Reading a sequential file in Basic.

Post questions here relative to DataStage Server Edition for such areas as Server job design, DS Basic, Routines, Job Sequences, etc.

Moderators: chulett, rschirm, roy

Post Reply
sandy_thomas
Participant
Posts: 9
Joined: Tue Dec 09, 2003 2:20 pm

Reading a sequential file in Basic.

Post by sandy_thomas »

Hi Every One,
Happy Holidays. You all have a good one.
Coming to the question.
I'm reading a sequential file in basic. I just want to know whether it is possible to use any string functions on the record we read like COMPARE or STR or SUBSTRINGS?

like

Code: Select all

OPENSEQ 'INPUTFILE' TO READFILE
ELSE ABORT
END
SELECT READFILE
READSEQ FIRSTRECORD FROM READFILE THEN
X=SUBSTRINGS(FIRSTRECORD,10,2)
Y=COMPARE(X,INPUTARG)
IF(Y)
DO SOMETHING
END
Thanx in advance,
San
kcbland
Participant
Posts: 5208
Joined: Wed Jan 15, 2003 8:56 am
Location: Lutz, FL
Contact:

Post by kcbland »

This logic is very proper code for reading a sequential file into an array.
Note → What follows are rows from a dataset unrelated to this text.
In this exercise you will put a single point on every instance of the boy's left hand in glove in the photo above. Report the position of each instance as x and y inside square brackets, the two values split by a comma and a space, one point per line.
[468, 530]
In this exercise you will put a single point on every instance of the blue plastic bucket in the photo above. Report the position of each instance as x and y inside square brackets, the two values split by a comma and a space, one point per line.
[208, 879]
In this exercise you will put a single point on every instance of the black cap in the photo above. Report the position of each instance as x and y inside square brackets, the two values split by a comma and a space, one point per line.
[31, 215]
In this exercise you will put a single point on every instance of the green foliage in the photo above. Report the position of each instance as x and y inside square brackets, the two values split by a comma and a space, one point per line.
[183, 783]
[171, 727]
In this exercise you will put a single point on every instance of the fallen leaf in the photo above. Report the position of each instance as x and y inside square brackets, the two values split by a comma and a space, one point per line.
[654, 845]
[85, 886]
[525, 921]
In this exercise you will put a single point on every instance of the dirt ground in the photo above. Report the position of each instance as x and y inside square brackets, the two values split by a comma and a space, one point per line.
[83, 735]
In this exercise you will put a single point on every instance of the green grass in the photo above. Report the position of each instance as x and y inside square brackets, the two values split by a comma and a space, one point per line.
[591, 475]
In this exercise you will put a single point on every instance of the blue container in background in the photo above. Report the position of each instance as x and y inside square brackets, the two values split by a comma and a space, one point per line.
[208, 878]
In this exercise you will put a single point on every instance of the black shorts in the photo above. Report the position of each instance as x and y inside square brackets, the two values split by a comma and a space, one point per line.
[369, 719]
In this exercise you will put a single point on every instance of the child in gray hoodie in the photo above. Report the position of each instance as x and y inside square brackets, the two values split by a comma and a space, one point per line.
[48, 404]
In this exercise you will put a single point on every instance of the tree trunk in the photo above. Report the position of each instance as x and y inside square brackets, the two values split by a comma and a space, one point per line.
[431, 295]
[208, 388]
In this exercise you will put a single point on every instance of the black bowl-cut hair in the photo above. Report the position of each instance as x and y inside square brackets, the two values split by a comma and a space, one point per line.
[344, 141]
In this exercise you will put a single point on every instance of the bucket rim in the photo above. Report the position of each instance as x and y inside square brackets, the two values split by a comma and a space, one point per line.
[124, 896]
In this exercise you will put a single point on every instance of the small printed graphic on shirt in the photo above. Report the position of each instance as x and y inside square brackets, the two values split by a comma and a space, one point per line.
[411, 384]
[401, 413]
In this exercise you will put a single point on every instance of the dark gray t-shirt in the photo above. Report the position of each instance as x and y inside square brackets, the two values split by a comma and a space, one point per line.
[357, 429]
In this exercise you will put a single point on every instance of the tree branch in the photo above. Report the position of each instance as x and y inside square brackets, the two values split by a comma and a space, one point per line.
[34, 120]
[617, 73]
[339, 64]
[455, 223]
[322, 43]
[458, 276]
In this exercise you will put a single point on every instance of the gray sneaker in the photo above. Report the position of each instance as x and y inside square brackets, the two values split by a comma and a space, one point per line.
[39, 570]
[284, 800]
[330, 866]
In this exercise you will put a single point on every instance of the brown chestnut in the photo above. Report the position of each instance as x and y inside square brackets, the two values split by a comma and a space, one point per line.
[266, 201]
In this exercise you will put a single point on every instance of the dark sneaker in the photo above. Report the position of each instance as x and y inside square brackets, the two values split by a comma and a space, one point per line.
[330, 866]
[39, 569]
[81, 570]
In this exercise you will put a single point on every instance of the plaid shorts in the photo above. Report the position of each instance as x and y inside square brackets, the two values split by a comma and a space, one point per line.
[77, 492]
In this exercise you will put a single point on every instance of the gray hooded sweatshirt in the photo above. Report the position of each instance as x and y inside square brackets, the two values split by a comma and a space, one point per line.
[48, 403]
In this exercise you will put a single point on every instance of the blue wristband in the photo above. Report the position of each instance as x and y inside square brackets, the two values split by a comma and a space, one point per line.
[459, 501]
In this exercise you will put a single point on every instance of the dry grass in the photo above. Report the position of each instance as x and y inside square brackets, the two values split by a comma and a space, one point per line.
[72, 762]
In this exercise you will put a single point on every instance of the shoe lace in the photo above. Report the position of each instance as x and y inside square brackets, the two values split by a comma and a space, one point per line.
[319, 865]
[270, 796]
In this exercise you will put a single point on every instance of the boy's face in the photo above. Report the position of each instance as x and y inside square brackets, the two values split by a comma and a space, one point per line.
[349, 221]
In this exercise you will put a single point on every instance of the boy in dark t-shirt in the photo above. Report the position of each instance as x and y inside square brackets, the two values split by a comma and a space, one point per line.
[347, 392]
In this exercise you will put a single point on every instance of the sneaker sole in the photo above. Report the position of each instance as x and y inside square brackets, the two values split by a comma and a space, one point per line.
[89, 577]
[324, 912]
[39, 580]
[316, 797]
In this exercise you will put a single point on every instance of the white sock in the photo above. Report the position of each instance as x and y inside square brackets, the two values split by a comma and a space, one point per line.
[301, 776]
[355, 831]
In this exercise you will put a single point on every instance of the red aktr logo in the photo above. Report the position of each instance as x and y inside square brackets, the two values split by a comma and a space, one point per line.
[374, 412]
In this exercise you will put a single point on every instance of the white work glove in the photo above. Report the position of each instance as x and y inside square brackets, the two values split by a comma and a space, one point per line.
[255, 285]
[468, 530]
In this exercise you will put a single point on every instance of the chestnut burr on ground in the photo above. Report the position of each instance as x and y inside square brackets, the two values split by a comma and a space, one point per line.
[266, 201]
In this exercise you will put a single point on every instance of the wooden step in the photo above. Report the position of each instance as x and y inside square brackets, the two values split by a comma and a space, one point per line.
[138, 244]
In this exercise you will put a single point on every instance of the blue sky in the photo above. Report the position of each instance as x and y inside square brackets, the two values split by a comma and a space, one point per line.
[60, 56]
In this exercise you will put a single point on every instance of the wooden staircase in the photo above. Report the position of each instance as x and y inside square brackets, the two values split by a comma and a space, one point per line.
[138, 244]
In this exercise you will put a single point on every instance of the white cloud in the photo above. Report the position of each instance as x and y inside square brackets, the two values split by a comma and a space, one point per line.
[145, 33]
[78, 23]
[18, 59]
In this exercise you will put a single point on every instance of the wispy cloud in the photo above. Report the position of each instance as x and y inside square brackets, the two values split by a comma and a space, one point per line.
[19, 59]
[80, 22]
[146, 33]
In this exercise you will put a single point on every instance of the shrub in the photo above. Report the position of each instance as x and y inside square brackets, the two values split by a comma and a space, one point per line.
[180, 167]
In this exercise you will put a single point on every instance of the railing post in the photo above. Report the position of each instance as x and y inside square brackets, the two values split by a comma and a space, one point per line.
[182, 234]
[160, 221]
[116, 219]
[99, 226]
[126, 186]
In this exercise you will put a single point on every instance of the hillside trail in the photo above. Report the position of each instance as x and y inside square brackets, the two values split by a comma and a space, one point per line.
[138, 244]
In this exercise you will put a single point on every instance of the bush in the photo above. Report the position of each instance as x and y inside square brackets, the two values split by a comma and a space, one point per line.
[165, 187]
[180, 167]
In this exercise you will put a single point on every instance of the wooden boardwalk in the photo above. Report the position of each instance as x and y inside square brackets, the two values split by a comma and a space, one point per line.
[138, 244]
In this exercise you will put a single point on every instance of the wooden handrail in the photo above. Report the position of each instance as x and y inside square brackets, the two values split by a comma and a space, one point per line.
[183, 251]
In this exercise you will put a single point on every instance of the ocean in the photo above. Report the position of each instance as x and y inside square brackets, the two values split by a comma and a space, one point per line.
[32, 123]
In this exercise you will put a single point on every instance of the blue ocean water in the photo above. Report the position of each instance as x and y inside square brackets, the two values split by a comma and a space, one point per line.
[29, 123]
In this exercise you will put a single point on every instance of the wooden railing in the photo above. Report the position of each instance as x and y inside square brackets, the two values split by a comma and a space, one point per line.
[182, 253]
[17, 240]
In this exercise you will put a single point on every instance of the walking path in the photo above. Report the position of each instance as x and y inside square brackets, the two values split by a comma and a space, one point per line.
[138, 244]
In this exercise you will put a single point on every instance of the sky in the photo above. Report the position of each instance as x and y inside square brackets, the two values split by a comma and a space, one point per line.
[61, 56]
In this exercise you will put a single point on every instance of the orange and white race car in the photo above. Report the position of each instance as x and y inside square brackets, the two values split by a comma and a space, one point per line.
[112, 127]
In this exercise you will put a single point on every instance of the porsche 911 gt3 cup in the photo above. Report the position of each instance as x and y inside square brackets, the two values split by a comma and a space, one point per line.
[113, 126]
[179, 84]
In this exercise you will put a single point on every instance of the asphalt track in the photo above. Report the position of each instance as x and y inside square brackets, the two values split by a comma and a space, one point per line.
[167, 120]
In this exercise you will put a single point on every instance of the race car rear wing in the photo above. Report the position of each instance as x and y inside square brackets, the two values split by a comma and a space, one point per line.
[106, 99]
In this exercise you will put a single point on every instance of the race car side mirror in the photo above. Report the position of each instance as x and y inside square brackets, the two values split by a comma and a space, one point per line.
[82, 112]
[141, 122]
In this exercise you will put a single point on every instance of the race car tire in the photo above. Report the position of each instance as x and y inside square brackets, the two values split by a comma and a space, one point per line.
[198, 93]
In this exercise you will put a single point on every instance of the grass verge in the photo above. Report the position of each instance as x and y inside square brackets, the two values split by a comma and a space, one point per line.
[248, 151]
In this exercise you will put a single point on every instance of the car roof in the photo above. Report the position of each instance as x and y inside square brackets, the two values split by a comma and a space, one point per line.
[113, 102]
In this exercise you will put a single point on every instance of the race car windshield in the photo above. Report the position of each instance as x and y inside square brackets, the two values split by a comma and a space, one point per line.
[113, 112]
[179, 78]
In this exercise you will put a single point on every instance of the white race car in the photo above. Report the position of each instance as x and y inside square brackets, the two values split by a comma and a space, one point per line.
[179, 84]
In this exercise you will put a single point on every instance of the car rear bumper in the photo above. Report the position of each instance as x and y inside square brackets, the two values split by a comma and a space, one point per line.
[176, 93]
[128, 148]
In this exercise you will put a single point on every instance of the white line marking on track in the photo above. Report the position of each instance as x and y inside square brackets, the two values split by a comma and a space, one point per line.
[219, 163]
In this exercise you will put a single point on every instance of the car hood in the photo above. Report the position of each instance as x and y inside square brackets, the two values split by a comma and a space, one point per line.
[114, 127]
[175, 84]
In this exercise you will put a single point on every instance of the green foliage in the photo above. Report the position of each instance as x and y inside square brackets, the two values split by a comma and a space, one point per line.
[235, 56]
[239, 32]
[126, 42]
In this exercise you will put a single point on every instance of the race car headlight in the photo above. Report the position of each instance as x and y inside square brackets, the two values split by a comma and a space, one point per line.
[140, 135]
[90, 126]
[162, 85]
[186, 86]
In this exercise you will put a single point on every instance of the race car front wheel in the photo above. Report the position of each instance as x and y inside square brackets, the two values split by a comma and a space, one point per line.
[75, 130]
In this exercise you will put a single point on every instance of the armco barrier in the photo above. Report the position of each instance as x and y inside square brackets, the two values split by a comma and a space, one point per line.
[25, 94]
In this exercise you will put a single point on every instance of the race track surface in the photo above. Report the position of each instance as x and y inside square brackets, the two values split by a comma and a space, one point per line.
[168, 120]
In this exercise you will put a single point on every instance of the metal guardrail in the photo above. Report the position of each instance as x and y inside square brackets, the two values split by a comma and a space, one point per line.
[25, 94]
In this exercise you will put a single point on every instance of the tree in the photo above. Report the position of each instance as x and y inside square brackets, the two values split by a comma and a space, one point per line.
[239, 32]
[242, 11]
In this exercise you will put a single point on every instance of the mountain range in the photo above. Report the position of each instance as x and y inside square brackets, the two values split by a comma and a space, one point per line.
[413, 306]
FileName is the fully qualified path to a sequential file

Code: Select all

      RoutineName = "ReadSomething"
      Array = ""
      ReturnCode = 0
      Call DSLogInfo("Opening file: ":FileName, RoutineName)
      OPENSEQ FileName TO S.FileName Then
         Done = @FALSE
         Loop
            Readseq line from S.FileName Else Done = @TRUE
         Until Done Do
            Array<-1> = line
         Repeat
         CLOSESEQ S.FileName
      End Else
         Call DSLogWarn("Unable to open ":FileName, RoutineName)
         ReturnCode = 1
      End


Your file contents are in an array called Array and the pass/fail value is in ReturnCode. You should NOT use ABORT, as it will crash your job, which is undesirable.

Your answer for string functions is YES. Since a row is read from the file as a string, all of your methods for string work is available. You can do LEN, variable[x,y] substring shorthand notation, CHANGE, EREPLACE, CONVERT, etc.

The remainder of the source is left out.